The core value of this architecture is not merely storing history, but selectively forming experience. Short-term memory preserves conversational coherence, summary memory controls cost, long-term memory accumulates facts and preferences, and decay keeps the system maintainable over time.
FAQ
Q: How should I define the boundary between short-term and long-term memory?
A: Short-term memory handles the context required for the current task and prioritizes raw-message precision. Long-term memory preserves facts, preferences, and decisions across sessions and prioritizes semantic recall. In practice, the boundary is usually whether the information needs to be reused across sessions.
Q: Why not put the entire conversation history directly into the context window?
A: Doing so causes token costs to spiral, increases latency, and introduces a large amount of irrelevant noise. A better approach is to keep recent messages in a window, summarize older content, and store only key facts in the vector database.
Q: What problems appear most often after a memory system goes live?

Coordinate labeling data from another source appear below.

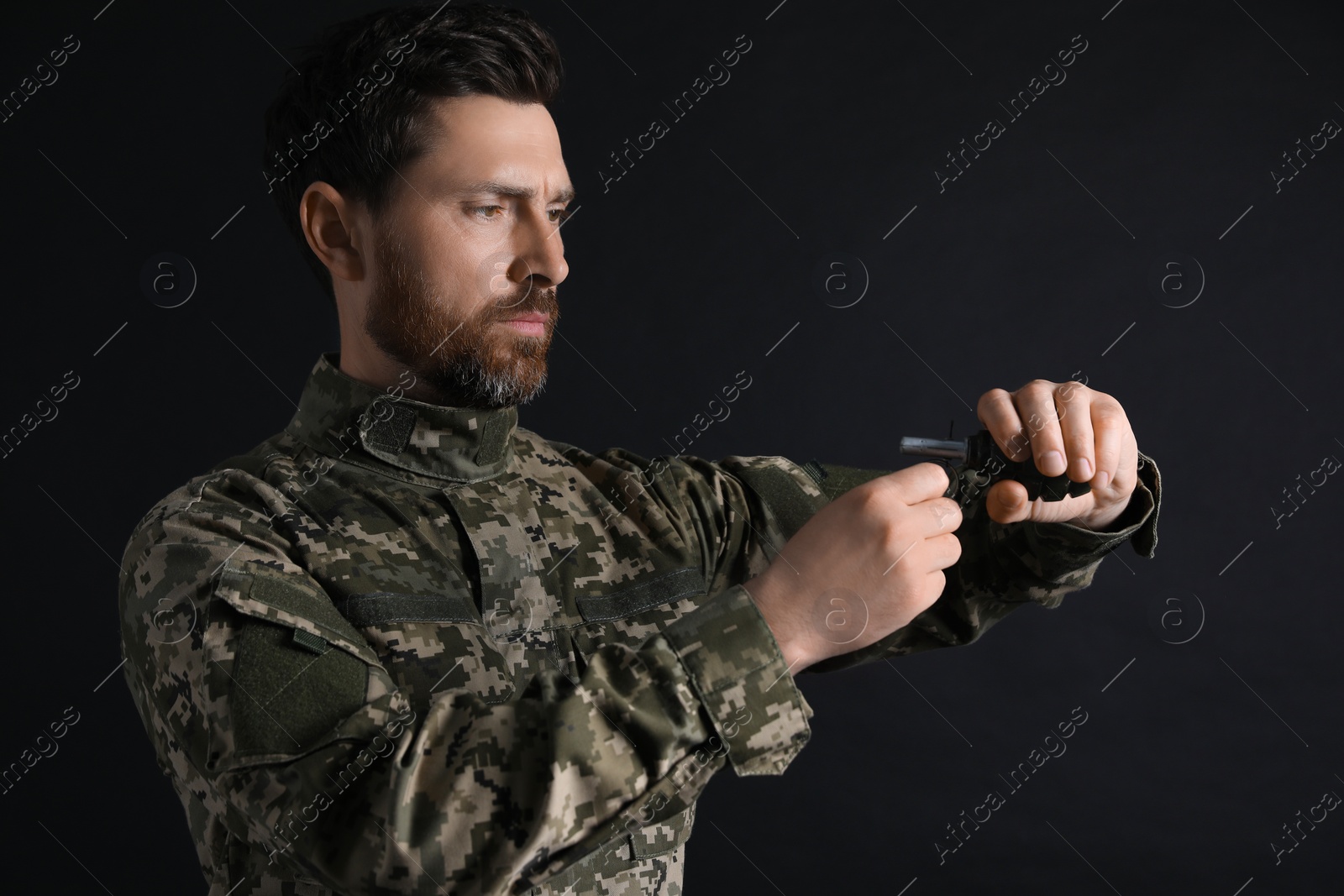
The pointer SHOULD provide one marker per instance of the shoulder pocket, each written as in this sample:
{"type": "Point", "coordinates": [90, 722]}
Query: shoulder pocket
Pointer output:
{"type": "Point", "coordinates": [293, 669]}
{"type": "Point", "coordinates": [663, 837]}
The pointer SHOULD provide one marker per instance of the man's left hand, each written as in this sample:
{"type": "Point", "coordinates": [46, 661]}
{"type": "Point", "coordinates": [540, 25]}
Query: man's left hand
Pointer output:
{"type": "Point", "coordinates": [1068, 429]}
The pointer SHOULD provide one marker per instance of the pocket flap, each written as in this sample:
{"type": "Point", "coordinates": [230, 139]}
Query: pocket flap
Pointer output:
{"type": "Point", "coordinates": [642, 595]}
{"type": "Point", "coordinates": [268, 594]}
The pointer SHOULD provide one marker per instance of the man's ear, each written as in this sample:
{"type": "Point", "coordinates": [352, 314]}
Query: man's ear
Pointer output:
{"type": "Point", "coordinates": [336, 230]}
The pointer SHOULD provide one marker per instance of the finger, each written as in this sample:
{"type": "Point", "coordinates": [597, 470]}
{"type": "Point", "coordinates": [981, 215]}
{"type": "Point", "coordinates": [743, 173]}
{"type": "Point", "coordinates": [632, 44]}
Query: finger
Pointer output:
{"type": "Point", "coordinates": [1112, 429]}
{"type": "Point", "coordinates": [1007, 501]}
{"type": "Point", "coordinates": [916, 484]}
{"type": "Point", "coordinates": [1037, 406]}
{"type": "Point", "coordinates": [944, 515]}
{"type": "Point", "coordinates": [944, 550]}
{"type": "Point", "coordinates": [1075, 401]}
{"type": "Point", "coordinates": [999, 416]}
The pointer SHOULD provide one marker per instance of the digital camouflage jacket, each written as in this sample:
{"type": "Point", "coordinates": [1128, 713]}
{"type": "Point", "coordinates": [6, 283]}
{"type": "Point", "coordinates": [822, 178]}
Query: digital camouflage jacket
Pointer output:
{"type": "Point", "coordinates": [401, 647]}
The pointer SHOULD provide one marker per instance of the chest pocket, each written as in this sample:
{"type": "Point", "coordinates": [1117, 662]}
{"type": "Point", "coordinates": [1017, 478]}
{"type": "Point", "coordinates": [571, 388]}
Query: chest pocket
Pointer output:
{"type": "Point", "coordinates": [430, 644]}
{"type": "Point", "coordinates": [635, 611]}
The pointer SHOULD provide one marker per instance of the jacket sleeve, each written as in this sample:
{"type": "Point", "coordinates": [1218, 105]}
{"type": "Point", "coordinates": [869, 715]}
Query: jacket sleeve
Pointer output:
{"type": "Point", "coordinates": [1005, 566]}
{"type": "Point", "coordinates": [277, 716]}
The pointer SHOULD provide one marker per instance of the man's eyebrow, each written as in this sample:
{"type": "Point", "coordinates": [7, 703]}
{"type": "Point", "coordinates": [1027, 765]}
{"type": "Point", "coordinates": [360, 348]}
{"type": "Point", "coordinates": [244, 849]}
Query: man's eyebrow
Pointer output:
{"type": "Point", "coordinates": [512, 191]}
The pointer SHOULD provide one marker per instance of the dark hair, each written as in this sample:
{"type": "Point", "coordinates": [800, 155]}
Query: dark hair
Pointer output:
{"type": "Point", "coordinates": [363, 93]}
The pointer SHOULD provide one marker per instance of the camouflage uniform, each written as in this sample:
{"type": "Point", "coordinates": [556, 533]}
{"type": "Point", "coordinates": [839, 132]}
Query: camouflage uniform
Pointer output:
{"type": "Point", "coordinates": [402, 647]}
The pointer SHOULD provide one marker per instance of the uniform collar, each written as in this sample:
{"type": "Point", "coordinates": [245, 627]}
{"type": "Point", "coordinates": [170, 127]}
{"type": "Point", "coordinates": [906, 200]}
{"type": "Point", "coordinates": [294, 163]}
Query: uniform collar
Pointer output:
{"type": "Point", "coordinates": [343, 417]}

A: The most common issues are incorrect memories, accumulation of low-quality memories, and retrieval contamination. That is why you should add importance scoring, memory deduplication, manual audit interfaces, and decay and deletion mechanisms.
Core Summary
This article reconstructs a multi-layer memory architecture for AI agents, covering sliding-window short-term memory, summary compression, long-term semantic memory with ChromaDB, importance scoring, and forgetting mechanisms, along with Python implementation patterns and database selection guidance.